CSGV Statement on North Park Elementary School Shooting

Domestic violence shooting at North Park Elementary School shows the danger of armed abusers — both for intended victims and the general public.

San Bernardino, CA (April 11, 2017)  — A shooting described as a murder-suicide unfolded Monday morning inside a San Bernardino elementary school. In what is thought to be a domestic dispute, a 53-year-old male entered a special needs classroom and shot and killed his wife, as well as an 8-year-old boy. Another 9-year-old student was also injured. Initial reports indicate the shooter had a criminal history that included drug charges, illegal possession of a firearm, and domestic violence.

 Coalition to Stop Gun Violence General Counsel Kelly Roskam issued the following statement:

“Recently, we have seen multiple high-profile instances of domestic disputes leaving the home and spilling out into society. These situations become far more deadly for both the intended victim(s) and the general public when abusers are armed. We saw deadly domestic violence leave the home earlier this year in Wisconsin, yesterday in San Bernardino, and across the country as law enforcement officers, family members, colleagues, and even strangers become armed abusers’ unintentional victims.
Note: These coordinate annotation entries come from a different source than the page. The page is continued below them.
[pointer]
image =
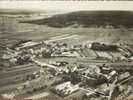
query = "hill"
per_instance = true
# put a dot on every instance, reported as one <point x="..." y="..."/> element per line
<point x="115" y="19"/>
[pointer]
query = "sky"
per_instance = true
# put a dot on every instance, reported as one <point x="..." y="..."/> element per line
<point x="68" y="5"/>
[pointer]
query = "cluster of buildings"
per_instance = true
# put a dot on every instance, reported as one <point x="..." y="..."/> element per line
<point x="69" y="79"/>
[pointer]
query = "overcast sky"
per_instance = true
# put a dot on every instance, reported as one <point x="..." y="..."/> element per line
<point x="68" y="5"/>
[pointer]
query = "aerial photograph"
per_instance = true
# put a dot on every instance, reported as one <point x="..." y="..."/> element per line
<point x="68" y="51"/>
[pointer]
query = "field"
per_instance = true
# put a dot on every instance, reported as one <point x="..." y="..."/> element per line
<point x="11" y="30"/>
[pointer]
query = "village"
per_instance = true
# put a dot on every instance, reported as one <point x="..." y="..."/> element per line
<point x="60" y="70"/>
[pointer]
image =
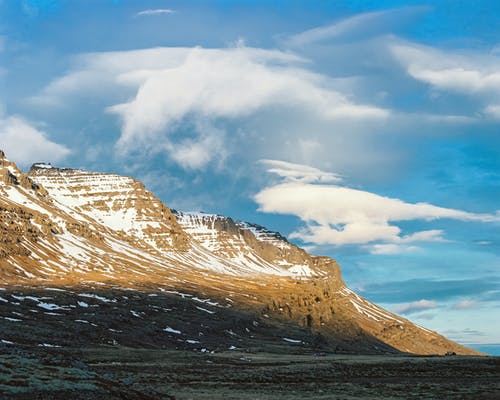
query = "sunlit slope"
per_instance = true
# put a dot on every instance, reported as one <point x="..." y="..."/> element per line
<point x="78" y="229"/>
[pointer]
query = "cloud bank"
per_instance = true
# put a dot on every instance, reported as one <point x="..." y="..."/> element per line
<point x="339" y="215"/>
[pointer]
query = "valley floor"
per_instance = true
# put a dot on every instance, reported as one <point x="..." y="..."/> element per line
<point x="117" y="372"/>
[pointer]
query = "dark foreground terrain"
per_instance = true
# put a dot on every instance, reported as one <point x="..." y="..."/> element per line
<point x="115" y="372"/>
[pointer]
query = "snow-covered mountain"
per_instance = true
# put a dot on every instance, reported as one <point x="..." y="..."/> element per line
<point x="72" y="229"/>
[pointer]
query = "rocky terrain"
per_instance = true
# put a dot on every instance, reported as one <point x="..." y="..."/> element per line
<point x="101" y="256"/>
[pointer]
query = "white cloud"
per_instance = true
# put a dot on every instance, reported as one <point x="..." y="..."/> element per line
<point x="170" y="87"/>
<point x="339" y="215"/>
<point x="415" y="306"/>
<point x="391" y="248"/>
<point x="25" y="144"/>
<point x="358" y="26"/>
<point x="464" y="305"/>
<point x="227" y="83"/>
<point x="469" y="73"/>
<point x="158" y="11"/>
<point x="298" y="172"/>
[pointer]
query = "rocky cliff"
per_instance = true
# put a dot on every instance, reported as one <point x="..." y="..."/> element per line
<point x="67" y="235"/>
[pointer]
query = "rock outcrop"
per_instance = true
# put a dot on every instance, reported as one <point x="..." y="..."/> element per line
<point x="73" y="228"/>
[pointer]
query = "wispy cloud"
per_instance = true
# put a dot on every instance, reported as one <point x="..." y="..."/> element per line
<point x="414" y="306"/>
<point x="358" y="26"/>
<point x="157" y="11"/>
<point x="464" y="305"/>
<point x="339" y="215"/>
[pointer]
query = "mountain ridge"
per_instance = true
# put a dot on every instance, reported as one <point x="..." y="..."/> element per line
<point x="80" y="230"/>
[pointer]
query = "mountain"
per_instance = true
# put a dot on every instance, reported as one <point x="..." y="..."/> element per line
<point x="95" y="258"/>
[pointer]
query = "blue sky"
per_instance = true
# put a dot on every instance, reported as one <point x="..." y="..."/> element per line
<point x="364" y="130"/>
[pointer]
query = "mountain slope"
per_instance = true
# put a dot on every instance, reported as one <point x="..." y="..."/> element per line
<point x="70" y="234"/>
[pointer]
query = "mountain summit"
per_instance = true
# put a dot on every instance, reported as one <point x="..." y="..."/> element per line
<point x="97" y="258"/>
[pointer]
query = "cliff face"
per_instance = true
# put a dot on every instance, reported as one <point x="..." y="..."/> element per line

For years, we have seen the gun lobby argue that domestic abusers and other dangerous individuals should be allowed to have guns. In doing so, they show callous disregard for both the women who are killed and intimidated by armed abusers and those — like the 8-year-old child killed yesterday — whose lives are stolen when such violence leaves the home.”

Yesterday’s shooting at North Park Elementary is yet another painful tragedy for this community and our country. San Bernardino has now been the site of two horrendous shootings in a 16 month period. We cannot allow ourselves to become desensitized to these massacres or throw up our hands and call them inevitable. We send our deepest condolences and keep these victims’ families in our thoughts, but that is not enough. There are mechanisms and policies available to remove firearms from dangerous individuals. We must educate the public on how to access existing mechanisms and demand that state policymakers across the country enact policies that can save lives.”